WASHINGTON - The US Justice Department maintained a secret database of Americans' international phone calls for more than a decade before ending the programme in 2013, The Wall Street Journal reported Friday.
The newspaper said the spying programme was uncovered in a court document filed Thursday in the case of a man accused of conspiring to illegally export electronic equipment to Iran. The paper cited a Drug Enforcement Administration official as saying in a filing that the agency had used administrative subpoenas rather than federal court orders to scoop up metadata of calls ‘determined to have a demonstrated nexus to international drug trafficking and related criminal activities.’ A US Justice Department official confirmed to AFP that the programme had been suspended in Sept 2013 before being shut down.
‘The program was suspended in September 2013 and ultimately terminated,’ Justice Department official Marc Raimondi said. ‘It has not been active or searchable since September 2013, and all of the information has been deleted. The agency is no longer collecting bulk telephony metadata from US service providers.’

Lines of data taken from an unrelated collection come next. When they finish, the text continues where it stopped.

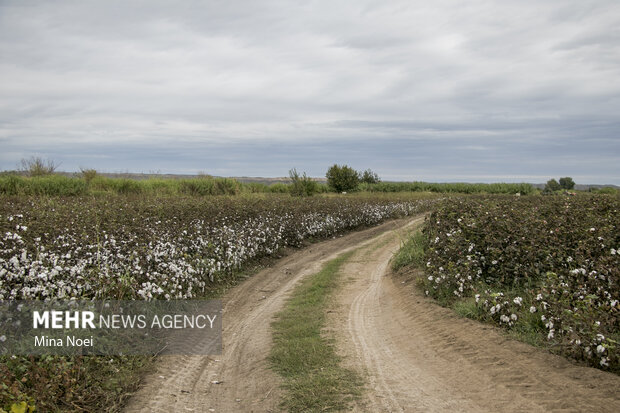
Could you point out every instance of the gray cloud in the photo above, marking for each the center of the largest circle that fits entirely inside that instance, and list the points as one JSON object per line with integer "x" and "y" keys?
{"x": 482, "y": 90}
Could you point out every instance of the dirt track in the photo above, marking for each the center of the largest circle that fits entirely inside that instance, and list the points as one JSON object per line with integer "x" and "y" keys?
{"x": 185, "y": 383}
{"x": 417, "y": 356}
{"x": 414, "y": 355}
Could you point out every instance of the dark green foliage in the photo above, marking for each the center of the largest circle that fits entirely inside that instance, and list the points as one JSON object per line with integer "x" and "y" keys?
{"x": 36, "y": 166}
{"x": 552, "y": 186}
{"x": 369, "y": 177}
{"x": 302, "y": 185}
{"x": 342, "y": 178}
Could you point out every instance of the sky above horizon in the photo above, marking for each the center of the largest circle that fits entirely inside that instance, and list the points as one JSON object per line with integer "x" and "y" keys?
{"x": 478, "y": 91}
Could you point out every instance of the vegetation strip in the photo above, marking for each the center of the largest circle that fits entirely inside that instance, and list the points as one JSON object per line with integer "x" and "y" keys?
{"x": 547, "y": 269}
{"x": 314, "y": 379}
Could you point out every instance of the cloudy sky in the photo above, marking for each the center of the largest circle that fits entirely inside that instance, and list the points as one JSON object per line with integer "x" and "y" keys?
{"x": 478, "y": 90}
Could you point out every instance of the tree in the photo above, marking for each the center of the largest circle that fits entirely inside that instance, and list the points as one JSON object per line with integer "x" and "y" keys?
{"x": 369, "y": 177}
{"x": 567, "y": 183}
{"x": 302, "y": 184}
{"x": 552, "y": 185}
{"x": 342, "y": 178}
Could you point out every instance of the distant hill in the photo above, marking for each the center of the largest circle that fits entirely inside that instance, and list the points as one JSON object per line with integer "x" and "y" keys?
{"x": 264, "y": 180}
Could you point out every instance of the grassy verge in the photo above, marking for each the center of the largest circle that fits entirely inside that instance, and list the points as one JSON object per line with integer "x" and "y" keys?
{"x": 411, "y": 252}
{"x": 314, "y": 379}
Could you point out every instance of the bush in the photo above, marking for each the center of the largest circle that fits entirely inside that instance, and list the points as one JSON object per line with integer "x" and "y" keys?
{"x": 552, "y": 186}
{"x": 302, "y": 185}
{"x": 369, "y": 177}
{"x": 567, "y": 183}
{"x": 36, "y": 166}
{"x": 557, "y": 258}
{"x": 88, "y": 174}
{"x": 342, "y": 178}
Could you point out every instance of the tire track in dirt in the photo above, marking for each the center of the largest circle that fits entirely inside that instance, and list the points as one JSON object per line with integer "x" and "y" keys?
{"x": 418, "y": 356}
{"x": 244, "y": 381}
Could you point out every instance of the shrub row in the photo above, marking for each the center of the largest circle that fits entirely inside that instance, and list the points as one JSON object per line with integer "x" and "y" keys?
{"x": 550, "y": 262}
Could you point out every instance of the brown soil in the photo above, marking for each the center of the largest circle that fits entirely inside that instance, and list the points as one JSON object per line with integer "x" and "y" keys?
{"x": 244, "y": 381}
{"x": 418, "y": 356}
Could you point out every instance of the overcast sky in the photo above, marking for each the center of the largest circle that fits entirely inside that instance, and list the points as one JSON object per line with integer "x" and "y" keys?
{"x": 506, "y": 90}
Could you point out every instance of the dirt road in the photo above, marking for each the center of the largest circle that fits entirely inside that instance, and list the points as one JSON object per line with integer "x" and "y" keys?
{"x": 239, "y": 380}
{"x": 414, "y": 355}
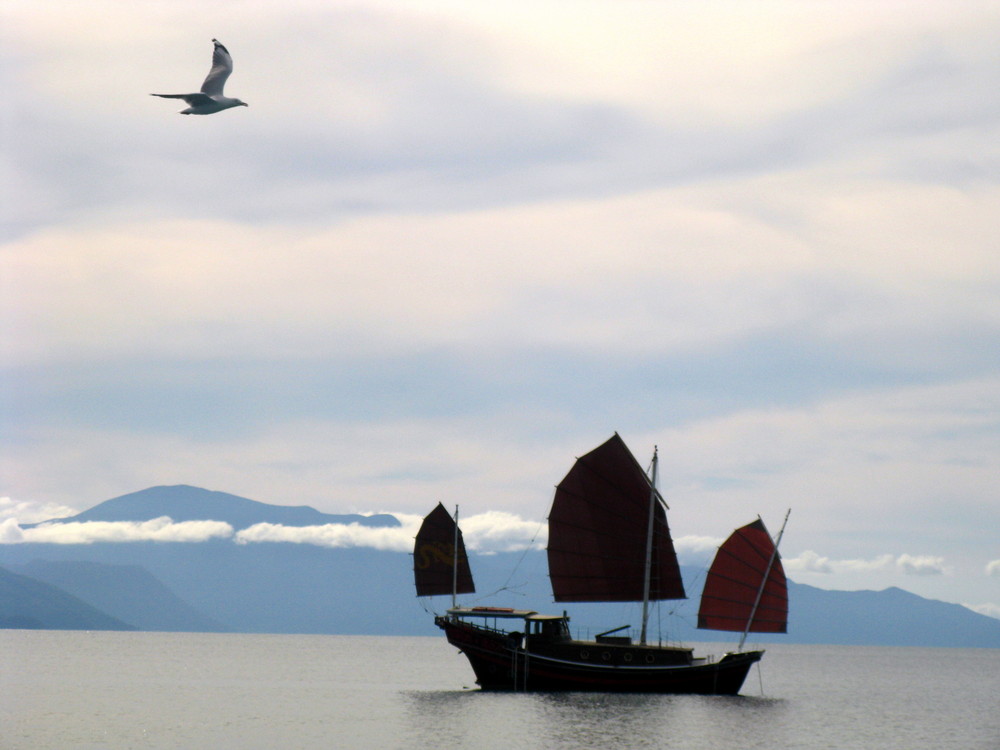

Revelations about widespread US surveillance programmes used in counter-terrorism efforts emerged in 2013, sparking protests from civil liberties groups and fueling a national debate about the extent of government snooping. The metadata gathered covers information such as the number dialled and the duration of a call but not the content of the conversations themselves. In 2006, USA Today revealed that the National Security Agency was secretly gathering data from major operators on communications between parties in the United States and overseas.